I have a very rough draft based on work with @Michael Latowicki and Charity Entrepreneurship (@Filip_Murar and @weeatquince) where we tried various tools for modeling uncertainty for use in their CEAs. Due to personal issues, I’m not sure when I’ll finish it, so here it is (very unpolished and not finished).
Mainly, we list various tools we found with some comments on them and discuss the pros and cons of spreadsheet vs software solutions. The latter is mostly coherent so I’ll paste it here:
Spreadsheets vs programming languages
The tools we found for probabilistic calculation come in two flavours: either the calculation is expressed in a spreadsheet, or it is written as text in some programming language that is customized by a dedicated interpreter or library for this purpose.
The spreadsheet-based solutions seem to have one salient advantage: they do not scare non-programmers away. This is, we think, a barrier-to-entry advantage, rather than a long-term productivity advantage. The kind of people who build cost-effectiveness model are not incapable of being productive in a simple, probability-dedicated programming language as well as with a probabilistic library within a general purpose language.

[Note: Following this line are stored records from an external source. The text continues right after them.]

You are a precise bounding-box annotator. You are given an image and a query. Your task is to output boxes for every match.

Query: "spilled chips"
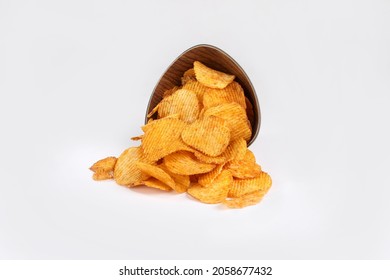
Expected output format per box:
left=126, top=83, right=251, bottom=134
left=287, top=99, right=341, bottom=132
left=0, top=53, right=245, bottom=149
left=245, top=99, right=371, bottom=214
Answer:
left=90, top=61, right=272, bottom=208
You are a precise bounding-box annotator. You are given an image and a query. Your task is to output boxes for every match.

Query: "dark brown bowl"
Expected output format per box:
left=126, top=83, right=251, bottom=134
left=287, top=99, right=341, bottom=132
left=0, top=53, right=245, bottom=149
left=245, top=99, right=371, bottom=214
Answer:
left=145, top=44, right=260, bottom=146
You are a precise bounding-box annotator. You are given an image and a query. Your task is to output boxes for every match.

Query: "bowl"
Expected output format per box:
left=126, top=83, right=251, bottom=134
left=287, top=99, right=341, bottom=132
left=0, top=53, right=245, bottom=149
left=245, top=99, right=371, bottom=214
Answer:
left=145, top=44, right=260, bottom=146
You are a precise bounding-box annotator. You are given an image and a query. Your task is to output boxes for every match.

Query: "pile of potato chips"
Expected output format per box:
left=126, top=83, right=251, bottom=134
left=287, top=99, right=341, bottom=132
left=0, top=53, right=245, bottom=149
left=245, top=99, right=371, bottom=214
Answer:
left=90, top=61, right=271, bottom=208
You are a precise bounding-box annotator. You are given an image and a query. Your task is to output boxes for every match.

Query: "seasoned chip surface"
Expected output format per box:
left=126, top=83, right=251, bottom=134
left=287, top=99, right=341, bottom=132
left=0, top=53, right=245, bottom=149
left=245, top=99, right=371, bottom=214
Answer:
left=181, top=115, right=230, bottom=156
left=113, top=147, right=145, bottom=186
left=158, top=89, right=200, bottom=123
left=164, top=151, right=216, bottom=175
left=204, top=102, right=252, bottom=141
left=188, top=170, right=233, bottom=204
left=141, top=117, right=189, bottom=162
left=194, top=61, right=235, bottom=89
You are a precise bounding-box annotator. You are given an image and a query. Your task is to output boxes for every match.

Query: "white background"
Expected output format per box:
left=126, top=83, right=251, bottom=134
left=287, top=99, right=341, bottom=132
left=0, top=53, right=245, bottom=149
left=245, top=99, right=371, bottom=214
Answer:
left=1, top=0, right=389, bottom=259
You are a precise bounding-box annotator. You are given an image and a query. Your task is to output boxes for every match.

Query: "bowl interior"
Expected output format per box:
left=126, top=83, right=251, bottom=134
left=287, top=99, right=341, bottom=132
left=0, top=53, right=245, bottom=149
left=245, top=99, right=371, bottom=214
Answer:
left=146, top=44, right=260, bottom=146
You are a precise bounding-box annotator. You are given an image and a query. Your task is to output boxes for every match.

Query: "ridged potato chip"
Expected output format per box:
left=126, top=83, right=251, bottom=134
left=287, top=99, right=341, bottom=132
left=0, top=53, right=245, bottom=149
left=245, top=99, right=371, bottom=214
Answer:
left=224, top=190, right=268, bottom=209
left=203, top=81, right=246, bottom=110
left=226, top=149, right=261, bottom=179
left=162, top=86, right=180, bottom=99
left=194, top=61, right=235, bottom=89
left=114, top=147, right=148, bottom=186
left=228, top=162, right=262, bottom=179
left=193, top=151, right=226, bottom=164
left=135, top=162, right=175, bottom=189
left=181, top=68, right=196, bottom=85
left=147, top=103, right=160, bottom=118
left=181, top=115, right=230, bottom=156
left=134, top=178, right=172, bottom=191
left=198, top=164, right=225, bottom=187
left=204, top=102, right=251, bottom=141
left=92, top=170, right=114, bottom=181
left=159, top=163, right=190, bottom=193
left=220, top=138, right=247, bottom=162
left=141, top=118, right=189, bottom=162
left=188, top=170, right=233, bottom=204
left=228, top=171, right=272, bottom=198
left=182, top=80, right=211, bottom=104
left=90, top=156, right=117, bottom=173
left=164, top=151, right=216, bottom=175
left=158, top=89, right=200, bottom=123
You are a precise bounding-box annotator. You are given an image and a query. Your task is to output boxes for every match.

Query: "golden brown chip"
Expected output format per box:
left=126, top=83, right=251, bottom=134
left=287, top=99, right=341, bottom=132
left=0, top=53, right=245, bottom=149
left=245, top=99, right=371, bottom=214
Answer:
left=181, top=68, right=196, bottom=85
left=193, top=151, right=226, bottom=164
left=187, top=170, right=233, bottom=204
left=228, top=171, right=272, bottom=198
left=90, top=156, right=117, bottom=173
left=164, top=151, right=216, bottom=175
left=224, top=190, right=267, bottom=209
left=226, top=149, right=261, bottom=179
left=220, top=138, right=247, bottom=162
left=90, top=156, right=117, bottom=181
left=134, top=178, right=172, bottom=191
left=92, top=170, right=114, bottom=181
left=162, top=86, right=180, bottom=99
left=135, top=162, right=175, bottom=189
left=197, top=164, right=225, bottom=187
left=141, top=118, right=189, bottom=162
left=203, top=81, right=246, bottom=110
left=228, top=162, right=262, bottom=179
left=147, top=103, right=160, bottom=118
left=204, top=102, right=251, bottom=141
left=194, top=61, right=235, bottom=89
left=114, top=147, right=148, bottom=186
left=159, top=163, right=190, bottom=193
left=157, top=89, right=200, bottom=123
left=182, top=80, right=211, bottom=104
left=181, top=115, right=230, bottom=156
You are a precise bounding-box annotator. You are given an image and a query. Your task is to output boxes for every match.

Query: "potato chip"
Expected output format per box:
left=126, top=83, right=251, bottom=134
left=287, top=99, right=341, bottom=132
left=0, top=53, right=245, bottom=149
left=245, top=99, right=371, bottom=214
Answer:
left=187, top=170, right=233, bottom=203
left=181, top=68, right=196, bottom=85
left=136, top=162, right=175, bottom=189
left=141, top=118, right=189, bottom=162
left=197, top=164, right=225, bottom=186
left=220, top=138, right=247, bottom=162
left=114, top=147, right=148, bottom=186
left=158, top=89, right=200, bottom=123
left=159, top=163, right=190, bottom=193
left=182, top=80, right=211, bottom=104
left=164, top=151, right=216, bottom=175
left=90, top=156, right=117, bottom=173
left=134, top=178, right=172, bottom=191
left=193, top=151, right=226, bottom=164
left=147, top=103, right=160, bottom=118
left=224, top=190, right=267, bottom=209
left=228, top=162, right=262, bottom=179
left=228, top=171, right=272, bottom=198
left=203, top=81, right=246, bottom=110
left=93, top=170, right=114, bottom=181
left=204, top=102, right=251, bottom=141
left=194, top=61, right=235, bottom=89
left=226, top=149, right=261, bottom=179
left=162, top=86, right=180, bottom=99
left=181, top=115, right=230, bottom=156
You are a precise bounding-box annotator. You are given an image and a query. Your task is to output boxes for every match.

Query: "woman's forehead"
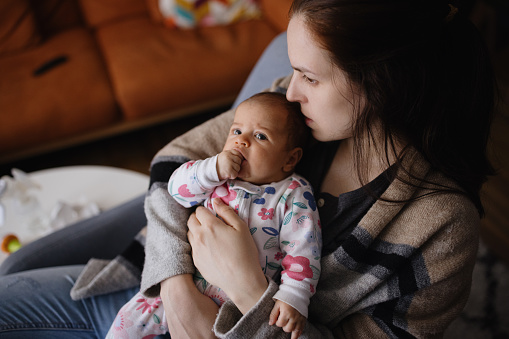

The error-proneness of spreadsheets
We strongly suspect that using spreadsheets to organize formulae is more error-prone than using programming languages. We are not alone in this suspicion. Audits of spreadsheets generally find that something between a large fraction and nearly all spreadsheets contain errors.
Some pitfalls that make spreadsheets more error-prone than programming languages:
In a spreadsheet, mistyping a cell address does not necessarily result in an error message. By contrast, mistyping a variable name in a programming language typically does.
In a spreadsheet, unintentionally leaving a cell empty is equivalent to setting it to zero, which often does not result in an error. In a programming language, using a variable without declaring it does trigger an error.
Since spreadsheet formulae typically reference values by cell address, erroneous references are not salient to the reader. If your formula is “power(1+interest_rate, -years_left)”, but it is encoded as “power(1+M7, $A$13)” then you may easily fail to notice that the “13” should actually be “12”.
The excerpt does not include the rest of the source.